If you don’t recognise the 2017’s Fashion East’s alumni, you’ve probably seen his iconic tie-dye transparent tops and mega-layered scrappy dresses on the coolest kids in your area. A Sai Ta, a mastermind behind nunchuck bags and Chinese takeaway-like packages, inspired by his British-Chinese-Vietnamese heritage and South London upbringing, puts forward a bold blend of Asian iconography and sensual 90s grunge. Despite paying an obvious homage to the past, the house of ASAI has always remained at the forefront of contemporary fashion. After finishing Fashion East’s residency, ASAI’s first solo show, ‘Ground Up’ (AW19), bathed in beiges and bronzes, redefined the modern British identity. Inspired by August Sander’s photographs of continental Europe, it matched closely with the dystopian reality. A reality that’s subject to change, as ASAI proclaims its acronym to mean ‘Actively Stand Against Injustice’.
If big-scale events and shows can’t happen, DIY, local craftsmanship must make a comeback. It’s a lifestyle that worked so far for Yorkshire-based, cult queer designer, Matty Bovan. After graduating from CSM he was invited to join Fashion East’s team for a show that celebrated everything he’s about – 80s glitz and glamour, pop artist Keith Haring, theatrical performer Nina Hagen and his nan’s style. Instantly, his one-man led fashion operation has caught the international spotlight. With Adwoa Aboah, Björk and Rita Ora among his loyal fan-base along with LVMH and BFC’s board, he deep-dives into all that makes him tick and realize his larger-than-life, ravey dreams. Matty Bovan is a maximalist at heart and we live for that.
In 2017, South London’s designer Charlotte Knowles and her partner Alexandre Arsenault joined forces to create a brand that presents a new perspective on what female iconography could be when recentering the gaze. In prevailing with embroidered corsets, bra-based constructions and mini-dresses, they play a conceal-reveal game set in the sensual 70s. It screams freedom. Since debuting on Fashion East’s grounds, Charlotte Knowles has patchworked her version of modern femininity that’s sexy and in charge, paying a subtle homage to Vivienne Westwood’s refined lingerie-related garms and this decade’s social shape-obsession.

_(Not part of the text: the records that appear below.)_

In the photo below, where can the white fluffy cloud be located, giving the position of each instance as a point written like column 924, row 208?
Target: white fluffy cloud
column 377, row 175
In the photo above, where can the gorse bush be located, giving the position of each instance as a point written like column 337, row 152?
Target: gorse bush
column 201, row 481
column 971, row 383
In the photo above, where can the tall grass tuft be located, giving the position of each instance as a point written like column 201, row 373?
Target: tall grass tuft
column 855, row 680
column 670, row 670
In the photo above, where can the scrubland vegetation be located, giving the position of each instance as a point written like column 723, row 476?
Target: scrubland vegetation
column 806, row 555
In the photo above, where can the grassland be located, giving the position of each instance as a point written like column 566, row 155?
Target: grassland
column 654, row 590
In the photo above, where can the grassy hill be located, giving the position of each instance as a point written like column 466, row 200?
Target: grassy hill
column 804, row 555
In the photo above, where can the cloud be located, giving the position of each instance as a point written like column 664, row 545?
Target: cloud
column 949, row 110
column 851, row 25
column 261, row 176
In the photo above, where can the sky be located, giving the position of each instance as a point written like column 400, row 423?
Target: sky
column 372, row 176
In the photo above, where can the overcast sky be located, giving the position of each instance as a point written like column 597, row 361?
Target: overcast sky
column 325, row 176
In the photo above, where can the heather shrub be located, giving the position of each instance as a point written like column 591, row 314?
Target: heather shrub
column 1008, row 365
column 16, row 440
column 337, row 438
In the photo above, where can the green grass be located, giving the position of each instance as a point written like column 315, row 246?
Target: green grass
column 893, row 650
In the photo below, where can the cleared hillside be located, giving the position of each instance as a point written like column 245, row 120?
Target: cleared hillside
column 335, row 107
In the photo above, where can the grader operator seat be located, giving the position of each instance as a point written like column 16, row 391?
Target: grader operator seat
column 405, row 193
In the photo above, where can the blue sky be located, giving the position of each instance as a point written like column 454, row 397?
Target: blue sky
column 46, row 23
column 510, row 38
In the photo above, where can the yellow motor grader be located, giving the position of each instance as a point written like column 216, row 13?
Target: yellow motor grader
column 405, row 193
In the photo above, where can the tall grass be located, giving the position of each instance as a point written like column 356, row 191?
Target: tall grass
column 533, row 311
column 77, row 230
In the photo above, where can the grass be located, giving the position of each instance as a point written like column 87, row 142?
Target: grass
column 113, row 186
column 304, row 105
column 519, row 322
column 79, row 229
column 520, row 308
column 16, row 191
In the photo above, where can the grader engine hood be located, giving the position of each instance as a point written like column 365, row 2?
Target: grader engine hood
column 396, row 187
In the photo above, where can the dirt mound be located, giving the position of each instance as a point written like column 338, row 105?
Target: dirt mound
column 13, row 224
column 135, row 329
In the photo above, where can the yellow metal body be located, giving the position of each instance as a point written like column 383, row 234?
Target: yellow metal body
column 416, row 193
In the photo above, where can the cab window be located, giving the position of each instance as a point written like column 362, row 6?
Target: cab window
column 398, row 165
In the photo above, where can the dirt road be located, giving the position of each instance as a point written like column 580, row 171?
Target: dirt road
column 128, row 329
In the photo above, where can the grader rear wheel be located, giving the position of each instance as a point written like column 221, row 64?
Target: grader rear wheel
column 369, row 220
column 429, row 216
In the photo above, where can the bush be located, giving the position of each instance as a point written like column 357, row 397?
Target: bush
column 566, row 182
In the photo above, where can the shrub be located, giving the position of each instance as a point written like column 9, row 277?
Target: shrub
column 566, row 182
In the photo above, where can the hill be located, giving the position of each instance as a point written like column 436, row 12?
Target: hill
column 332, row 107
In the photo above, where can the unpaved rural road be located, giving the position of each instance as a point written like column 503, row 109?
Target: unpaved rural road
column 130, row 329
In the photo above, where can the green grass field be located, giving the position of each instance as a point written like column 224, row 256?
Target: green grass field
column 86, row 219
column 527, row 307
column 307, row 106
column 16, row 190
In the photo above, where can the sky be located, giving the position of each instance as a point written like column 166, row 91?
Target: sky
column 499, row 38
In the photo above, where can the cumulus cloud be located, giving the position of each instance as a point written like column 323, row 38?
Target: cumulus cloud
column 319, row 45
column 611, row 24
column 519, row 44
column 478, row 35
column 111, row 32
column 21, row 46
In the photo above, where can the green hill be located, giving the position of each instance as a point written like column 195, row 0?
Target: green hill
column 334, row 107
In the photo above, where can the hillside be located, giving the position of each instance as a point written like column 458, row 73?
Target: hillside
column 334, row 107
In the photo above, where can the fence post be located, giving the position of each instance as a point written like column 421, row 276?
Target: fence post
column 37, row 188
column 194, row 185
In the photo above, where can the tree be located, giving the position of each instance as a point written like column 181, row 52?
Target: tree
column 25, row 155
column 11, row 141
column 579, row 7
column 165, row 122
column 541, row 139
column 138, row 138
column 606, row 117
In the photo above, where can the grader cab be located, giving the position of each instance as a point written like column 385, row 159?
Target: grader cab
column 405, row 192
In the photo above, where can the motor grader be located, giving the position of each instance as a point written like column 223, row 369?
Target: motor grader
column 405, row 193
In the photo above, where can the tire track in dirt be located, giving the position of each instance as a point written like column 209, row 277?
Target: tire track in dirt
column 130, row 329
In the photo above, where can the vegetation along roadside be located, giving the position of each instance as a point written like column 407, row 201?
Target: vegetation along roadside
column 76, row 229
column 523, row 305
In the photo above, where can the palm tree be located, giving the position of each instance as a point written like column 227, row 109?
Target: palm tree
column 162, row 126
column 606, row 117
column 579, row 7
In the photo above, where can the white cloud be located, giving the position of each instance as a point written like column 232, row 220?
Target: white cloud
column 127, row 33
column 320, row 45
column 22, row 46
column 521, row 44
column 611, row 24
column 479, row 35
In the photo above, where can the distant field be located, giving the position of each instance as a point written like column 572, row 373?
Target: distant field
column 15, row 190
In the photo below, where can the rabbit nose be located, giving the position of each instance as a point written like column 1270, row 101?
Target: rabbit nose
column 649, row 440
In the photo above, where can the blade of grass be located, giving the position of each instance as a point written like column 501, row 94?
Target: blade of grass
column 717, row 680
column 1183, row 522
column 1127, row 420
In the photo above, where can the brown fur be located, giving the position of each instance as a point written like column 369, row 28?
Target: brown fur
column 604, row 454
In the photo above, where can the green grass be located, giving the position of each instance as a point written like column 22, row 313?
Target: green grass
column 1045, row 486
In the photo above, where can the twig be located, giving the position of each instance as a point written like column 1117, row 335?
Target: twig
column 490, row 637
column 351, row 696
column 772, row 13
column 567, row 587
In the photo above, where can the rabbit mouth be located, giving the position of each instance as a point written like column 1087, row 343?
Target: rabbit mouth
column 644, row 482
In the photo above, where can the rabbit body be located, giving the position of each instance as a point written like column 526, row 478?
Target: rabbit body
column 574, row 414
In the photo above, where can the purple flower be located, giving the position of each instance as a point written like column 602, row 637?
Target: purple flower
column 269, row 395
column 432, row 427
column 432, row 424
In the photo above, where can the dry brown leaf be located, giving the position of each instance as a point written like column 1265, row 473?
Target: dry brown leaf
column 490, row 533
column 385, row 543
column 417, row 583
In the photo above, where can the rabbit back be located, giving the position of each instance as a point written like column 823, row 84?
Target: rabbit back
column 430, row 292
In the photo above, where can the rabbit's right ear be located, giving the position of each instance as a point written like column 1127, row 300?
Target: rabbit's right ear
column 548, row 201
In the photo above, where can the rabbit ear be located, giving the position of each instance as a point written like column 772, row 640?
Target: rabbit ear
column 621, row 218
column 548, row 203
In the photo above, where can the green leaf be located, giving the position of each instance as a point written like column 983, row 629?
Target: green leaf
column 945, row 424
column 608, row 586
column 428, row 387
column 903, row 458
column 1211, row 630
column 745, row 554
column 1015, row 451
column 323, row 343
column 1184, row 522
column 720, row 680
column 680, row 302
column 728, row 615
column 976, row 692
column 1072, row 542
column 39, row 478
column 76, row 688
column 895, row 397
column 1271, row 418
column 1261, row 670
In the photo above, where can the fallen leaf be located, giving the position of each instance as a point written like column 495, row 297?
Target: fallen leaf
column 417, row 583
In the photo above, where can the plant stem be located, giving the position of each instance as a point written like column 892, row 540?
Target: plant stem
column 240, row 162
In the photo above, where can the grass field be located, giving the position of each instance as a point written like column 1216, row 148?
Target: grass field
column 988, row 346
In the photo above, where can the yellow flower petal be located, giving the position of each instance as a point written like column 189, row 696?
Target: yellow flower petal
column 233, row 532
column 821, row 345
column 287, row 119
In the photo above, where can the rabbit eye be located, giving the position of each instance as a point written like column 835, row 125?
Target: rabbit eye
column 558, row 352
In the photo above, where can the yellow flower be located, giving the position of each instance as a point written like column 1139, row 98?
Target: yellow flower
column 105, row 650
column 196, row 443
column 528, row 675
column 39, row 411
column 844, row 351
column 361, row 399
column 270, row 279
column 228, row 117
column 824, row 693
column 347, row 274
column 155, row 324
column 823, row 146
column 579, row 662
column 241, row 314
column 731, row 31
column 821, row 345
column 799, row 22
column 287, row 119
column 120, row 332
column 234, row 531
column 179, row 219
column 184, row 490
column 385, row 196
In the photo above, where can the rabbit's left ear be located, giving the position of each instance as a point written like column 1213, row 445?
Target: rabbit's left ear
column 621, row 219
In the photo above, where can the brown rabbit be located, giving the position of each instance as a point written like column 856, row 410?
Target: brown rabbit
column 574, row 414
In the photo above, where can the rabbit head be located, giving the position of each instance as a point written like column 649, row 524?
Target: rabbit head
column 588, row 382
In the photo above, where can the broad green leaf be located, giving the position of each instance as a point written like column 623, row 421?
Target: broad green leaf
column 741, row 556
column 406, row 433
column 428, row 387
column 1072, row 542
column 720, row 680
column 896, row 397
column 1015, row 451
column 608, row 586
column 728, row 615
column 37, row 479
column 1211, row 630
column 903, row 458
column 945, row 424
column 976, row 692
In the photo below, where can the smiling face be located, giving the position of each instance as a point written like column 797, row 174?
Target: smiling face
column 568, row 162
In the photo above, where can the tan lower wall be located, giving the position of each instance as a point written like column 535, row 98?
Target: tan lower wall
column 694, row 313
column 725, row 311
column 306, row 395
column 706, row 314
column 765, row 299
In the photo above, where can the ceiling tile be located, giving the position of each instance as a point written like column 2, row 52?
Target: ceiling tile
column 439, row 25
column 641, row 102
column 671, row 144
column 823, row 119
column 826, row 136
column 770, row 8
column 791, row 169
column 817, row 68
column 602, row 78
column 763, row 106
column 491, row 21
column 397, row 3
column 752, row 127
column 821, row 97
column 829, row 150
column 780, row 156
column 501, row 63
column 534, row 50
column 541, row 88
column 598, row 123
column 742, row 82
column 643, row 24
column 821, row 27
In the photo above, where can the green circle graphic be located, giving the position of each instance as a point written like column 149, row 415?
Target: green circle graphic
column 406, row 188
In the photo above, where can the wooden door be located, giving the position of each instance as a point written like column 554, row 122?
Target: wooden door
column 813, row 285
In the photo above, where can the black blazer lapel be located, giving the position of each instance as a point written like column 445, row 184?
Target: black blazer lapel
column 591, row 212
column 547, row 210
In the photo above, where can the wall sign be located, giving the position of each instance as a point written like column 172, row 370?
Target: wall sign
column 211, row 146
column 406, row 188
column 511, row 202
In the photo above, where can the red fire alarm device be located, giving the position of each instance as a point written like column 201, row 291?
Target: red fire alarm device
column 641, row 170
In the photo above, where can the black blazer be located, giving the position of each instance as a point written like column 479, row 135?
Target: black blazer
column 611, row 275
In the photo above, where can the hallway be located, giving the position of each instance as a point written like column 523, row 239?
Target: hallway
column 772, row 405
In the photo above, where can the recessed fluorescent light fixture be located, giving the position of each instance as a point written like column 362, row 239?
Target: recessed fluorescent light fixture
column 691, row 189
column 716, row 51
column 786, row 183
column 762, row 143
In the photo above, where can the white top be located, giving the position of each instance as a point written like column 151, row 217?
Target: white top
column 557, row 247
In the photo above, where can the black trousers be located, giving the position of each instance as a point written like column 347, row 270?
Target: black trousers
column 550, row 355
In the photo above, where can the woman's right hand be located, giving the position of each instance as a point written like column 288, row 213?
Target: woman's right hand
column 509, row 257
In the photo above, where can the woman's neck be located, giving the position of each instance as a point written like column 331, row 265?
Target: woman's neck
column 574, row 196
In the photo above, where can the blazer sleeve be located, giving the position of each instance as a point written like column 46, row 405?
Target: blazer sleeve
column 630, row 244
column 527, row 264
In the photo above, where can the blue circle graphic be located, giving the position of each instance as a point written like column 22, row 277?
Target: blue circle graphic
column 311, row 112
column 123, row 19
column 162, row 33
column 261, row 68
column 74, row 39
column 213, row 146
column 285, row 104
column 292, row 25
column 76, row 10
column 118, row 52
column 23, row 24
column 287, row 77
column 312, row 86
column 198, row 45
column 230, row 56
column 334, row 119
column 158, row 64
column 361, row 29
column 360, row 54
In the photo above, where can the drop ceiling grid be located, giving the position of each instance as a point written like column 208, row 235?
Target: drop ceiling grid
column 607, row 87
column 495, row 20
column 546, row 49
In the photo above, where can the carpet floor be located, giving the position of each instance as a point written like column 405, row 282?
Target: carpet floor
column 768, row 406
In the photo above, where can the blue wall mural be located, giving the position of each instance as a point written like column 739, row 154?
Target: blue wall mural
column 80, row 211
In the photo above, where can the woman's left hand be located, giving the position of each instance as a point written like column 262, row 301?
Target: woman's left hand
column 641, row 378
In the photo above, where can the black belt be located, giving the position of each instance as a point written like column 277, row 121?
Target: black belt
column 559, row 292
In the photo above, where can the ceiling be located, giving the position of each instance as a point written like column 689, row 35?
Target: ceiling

British-Nigerian designer Mowalola Ogunlesi’s career has skyrocketed since her first menswear show for Fashion East in AW19. She served an explosive mixture of sex, punk and music-influenced garms by London’s vibrant Black club scene. Her tribe walked the runway covered in silk, latex and leather imprinted with trippy graphics. During her three-season tenure with the talent incubator, she’s become a truly ground-breaking designer, favoured by celebrity style icon Naomi Campbell who wore her bold bullet-wound dress. Only recently Mowalola has released a short video ‘Drip City’, evolving around her fashion aesthetics translated into digital for GucciFest, and was recently appointed as Yeezy x Gap’s Design Director. Mowalola has provocation in blood and is not scared to broach often unspoken topics like the horror of falling in love and racial inequality. We were honoured to feature Mowalola, along with rapper boyfriend Odunsi, on the cover of the latest issue of BRICKS (available to purchase from our online store), and we can’t wait to see her continue her fashion takeover into 2021.